The Postal Service – Give up

This is a light slice of dance electronica which is a tonic for the soul. It shimmers and grooves, and although others may dispute this definitely a case where the sum of the parts is greater than the individual pieces. Although many of the songs are sombre the overall mood of the album is upliftting, feet tapping perfect for deadlines or when you want a lift.


This was an unlikely and uplifting collaboration between Ben Gibbard vocalist for Death Cab for Cutie an Indie band, worked with electronic musician Jimmy Tamborello who is known as Dntel. A back and fourth exchange of sending each other CD’s as one then the other would cut paste and add either vocals, drums, harmonies or other instruments, cutting and posting and trading ideas and finally finished things. This exchange via post gave rise to the name The Postal Service.I’m not sure whether it came as a surprise when the US Postal Service tried to get them to can the band name, but a settlement was reached including them playing at a conference.

In the early to mid noughts this was one of the albums that was playing in every coffee shop in Newtown. I can almost equate this music to coffee, the light buzz and rush of energy it gives you, queue end of coffee analogies as it doesn’t give you bad breath or make you anxious if you have too much of it

Released
2003

Lyrics
Yes, the whole time, but they are beautiful, light male vocals.

Mood
By turns melancholy and uplifting,  a perfect meld.

Good to work to
Great when you need something breezy and by turns melancholy. The constant beat means your word count won’t falter and you’ll keep knocking out the words.

Like
This is a like a disco pop scene. I’m thinking it’s a bit LCD sound system, a little post Kraftwerk, mixed in with some weird way with Shugo Tokumaru. Not sure if that’s a long bow or not.

If you like this I’d also recommend the Shins, a great pop band who released a lot of great music at the time.

The Artist/s
Ben Gibbard vocalist for Death Cab for Cutie an Indie band, worked with electronic musician Jimmy Tamborello who is known as Dntel. Jenny Lewis from Rilo Kiley also does backing vocals, as does Jen Wood, while Chris Walla plays piano on one track.

Perhaps the reason why the Postal Service is so delightful is the different approaches. Gibbard and Tamborello were the main players on this project. I have no idea why they haven’t followed up on one of the most popular albums their album Sub-Pop have put out.

Other works
Believe it or not they haven’t released anything else, well not unless you count the EPs they released that feature cover versions of some of their best songs by other indie darlings Sam Beam aka Iron & Wine and the Shins.
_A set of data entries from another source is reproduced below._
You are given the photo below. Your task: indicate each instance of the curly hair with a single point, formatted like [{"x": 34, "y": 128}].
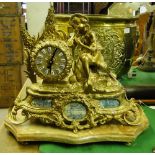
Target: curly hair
[{"x": 78, "y": 18}]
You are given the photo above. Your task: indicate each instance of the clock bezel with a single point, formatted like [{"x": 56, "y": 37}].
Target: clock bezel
[{"x": 62, "y": 45}]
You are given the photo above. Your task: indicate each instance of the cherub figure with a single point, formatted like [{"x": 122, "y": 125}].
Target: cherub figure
[{"x": 88, "y": 59}]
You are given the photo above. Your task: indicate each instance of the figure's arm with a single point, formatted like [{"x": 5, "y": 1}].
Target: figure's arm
[
  {"x": 71, "y": 41},
  {"x": 91, "y": 47}
]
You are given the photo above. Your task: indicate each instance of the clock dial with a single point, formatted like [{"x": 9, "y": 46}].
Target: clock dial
[{"x": 50, "y": 61}]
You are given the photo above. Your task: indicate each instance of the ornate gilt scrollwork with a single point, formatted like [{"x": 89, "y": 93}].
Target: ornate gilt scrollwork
[
  {"x": 75, "y": 93},
  {"x": 113, "y": 47}
]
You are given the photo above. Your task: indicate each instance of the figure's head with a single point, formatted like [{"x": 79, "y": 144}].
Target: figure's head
[{"x": 79, "y": 22}]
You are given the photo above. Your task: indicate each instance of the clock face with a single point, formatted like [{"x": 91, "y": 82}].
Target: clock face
[{"x": 75, "y": 111}]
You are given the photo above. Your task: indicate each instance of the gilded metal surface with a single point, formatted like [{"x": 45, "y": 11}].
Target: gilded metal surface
[
  {"x": 118, "y": 50},
  {"x": 113, "y": 47},
  {"x": 148, "y": 59},
  {"x": 75, "y": 98}
]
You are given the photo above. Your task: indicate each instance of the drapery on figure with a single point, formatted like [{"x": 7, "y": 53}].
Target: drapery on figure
[{"x": 89, "y": 63}]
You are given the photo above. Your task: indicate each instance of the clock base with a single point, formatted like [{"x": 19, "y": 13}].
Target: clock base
[{"x": 34, "y": 131}]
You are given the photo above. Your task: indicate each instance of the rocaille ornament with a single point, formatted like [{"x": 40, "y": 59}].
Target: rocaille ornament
[{"x": 79, "y": 100}]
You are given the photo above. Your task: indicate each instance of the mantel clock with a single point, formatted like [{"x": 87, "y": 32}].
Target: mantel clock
[{"x": 79, "y": 99}]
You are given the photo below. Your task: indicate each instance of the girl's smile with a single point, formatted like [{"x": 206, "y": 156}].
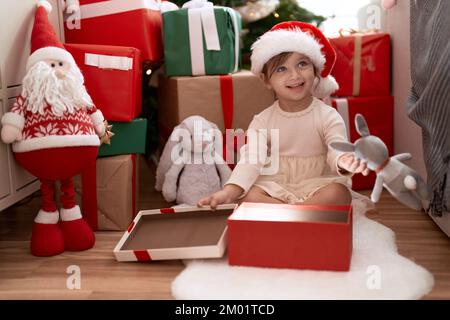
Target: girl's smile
[{"x": 292, "y": 82}]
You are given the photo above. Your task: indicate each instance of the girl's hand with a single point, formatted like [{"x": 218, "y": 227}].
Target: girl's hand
[
  {"x": 228, "y": 194},
  {"x": 348, "y": 162}
]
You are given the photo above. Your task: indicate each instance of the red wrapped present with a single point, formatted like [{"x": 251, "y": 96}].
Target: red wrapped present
[
  {"x": 290, "y": 236},
  {"x": 130, "y": 23},
  {"x": 363, "y": 64},
  {"x": 113, "y": 77},
  {"x": 379, "y": 114}
]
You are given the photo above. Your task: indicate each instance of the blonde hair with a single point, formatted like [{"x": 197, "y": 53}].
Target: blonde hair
[{"x": 271, "y": 65}]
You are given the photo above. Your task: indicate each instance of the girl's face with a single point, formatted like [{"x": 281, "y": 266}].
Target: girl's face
[{"x": 293, "y": 79}]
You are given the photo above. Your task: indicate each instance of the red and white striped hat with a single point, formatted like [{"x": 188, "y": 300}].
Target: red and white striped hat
[
  {"x": 301, "y": 37},
  {"x": 44, "y": 42}
]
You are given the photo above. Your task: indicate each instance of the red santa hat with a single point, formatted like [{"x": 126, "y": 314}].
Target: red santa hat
[
  {"x": 44, "y": 42},
  {"x": 301, "y": 37}
]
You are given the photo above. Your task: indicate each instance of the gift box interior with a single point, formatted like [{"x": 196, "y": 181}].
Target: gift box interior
[
  {"x": 175, "y": 234},
  {"x": 291, "y": 236}
]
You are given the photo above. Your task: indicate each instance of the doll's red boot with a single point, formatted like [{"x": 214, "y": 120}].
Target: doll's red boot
[
  {"x": 78, "y": 235},
  {"x": 47, "y": 238}
]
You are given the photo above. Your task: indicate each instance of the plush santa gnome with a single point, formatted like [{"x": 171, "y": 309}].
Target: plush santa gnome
[
  {"x": 55, "y": 130},
  {"x": 300, "y": 37}
]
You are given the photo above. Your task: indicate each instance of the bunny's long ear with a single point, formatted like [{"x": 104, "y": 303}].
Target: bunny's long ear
[
  {"x": 361, "y": 125},
  {"x": 343, "y": 146},
  {"x": 166, "y": 161}
]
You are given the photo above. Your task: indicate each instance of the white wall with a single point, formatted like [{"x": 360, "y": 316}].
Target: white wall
[{"x": 407, "y": 135}]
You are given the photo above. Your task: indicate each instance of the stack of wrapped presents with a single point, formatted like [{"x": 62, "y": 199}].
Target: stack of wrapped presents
[
  {"x": 111, "y": 52},
  {"x": 363, "y": 71},
  {"x": 200, "y": 48}
]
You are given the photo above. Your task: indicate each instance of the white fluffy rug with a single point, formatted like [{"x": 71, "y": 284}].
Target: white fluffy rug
[{"x": 377, "y": 272}]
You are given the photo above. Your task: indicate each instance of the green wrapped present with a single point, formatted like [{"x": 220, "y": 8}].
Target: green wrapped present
[
  {"x": 129, "y": 138},
  {"x": 201, "y": 41}
]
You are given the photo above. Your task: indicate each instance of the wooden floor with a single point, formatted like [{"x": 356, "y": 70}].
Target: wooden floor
[{"x": 23, "y": 276}]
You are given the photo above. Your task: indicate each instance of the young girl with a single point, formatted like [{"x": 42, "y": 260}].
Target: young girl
[{"x": 295, "y": 60}]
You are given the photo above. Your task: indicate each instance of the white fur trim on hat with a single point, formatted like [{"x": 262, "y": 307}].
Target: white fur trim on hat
[
  {"x": 45, "y": 217},
  {"x": 97, "y": 117},
  {"x": 325, "y": 87},
  {"x": 55, "y": 142},
  {"x": 71, "y": 214},
  {"x": 47, "y": 6},
  {"x": 13, "y": 119},
  {"x": 275, "y": 42},
  {"x": 53, "y": 53}
]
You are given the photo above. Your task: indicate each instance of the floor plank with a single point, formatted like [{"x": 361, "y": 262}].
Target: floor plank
[{"x": 23, "y": 276}]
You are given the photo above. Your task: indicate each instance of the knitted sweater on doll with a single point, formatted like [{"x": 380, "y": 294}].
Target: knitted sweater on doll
[{"x": 46, "y": 130}]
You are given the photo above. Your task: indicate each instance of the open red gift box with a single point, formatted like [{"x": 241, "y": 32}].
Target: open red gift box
[{"x": 291, "y": 236}]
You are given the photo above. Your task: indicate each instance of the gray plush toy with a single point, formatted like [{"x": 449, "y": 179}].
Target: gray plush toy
[
  {"x": 401, "y": 181},
  {"x": 190, "y": 168}
]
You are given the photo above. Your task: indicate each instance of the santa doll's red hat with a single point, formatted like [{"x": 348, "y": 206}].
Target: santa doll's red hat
[
  {"x": 301, "y": 37},
  {"x": 44, "y": 42}
]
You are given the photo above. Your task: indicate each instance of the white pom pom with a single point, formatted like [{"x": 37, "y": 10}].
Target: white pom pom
[
  {"x": 45, "y": 4},
  {"x": 325, "y": 88},
  {"x": 410, "y": 183}
]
I can recommend Dntel although I’m not as big a fan of Death Cab for Cutie, but that is of fourse entirely subjective as Death Cab have many die hard fans.

Where Can I buy it, and in what formats
This has been repressed a few times now. A pop masterpiece. I’d go vinyl because that’s my favourite, but you can get it everywhere and of course on iTunes.

The Verdict
Hurry you need to buy this album immediately. It is liquid energy, but not in a distracting way. Liquid energy that lets you keep on moving.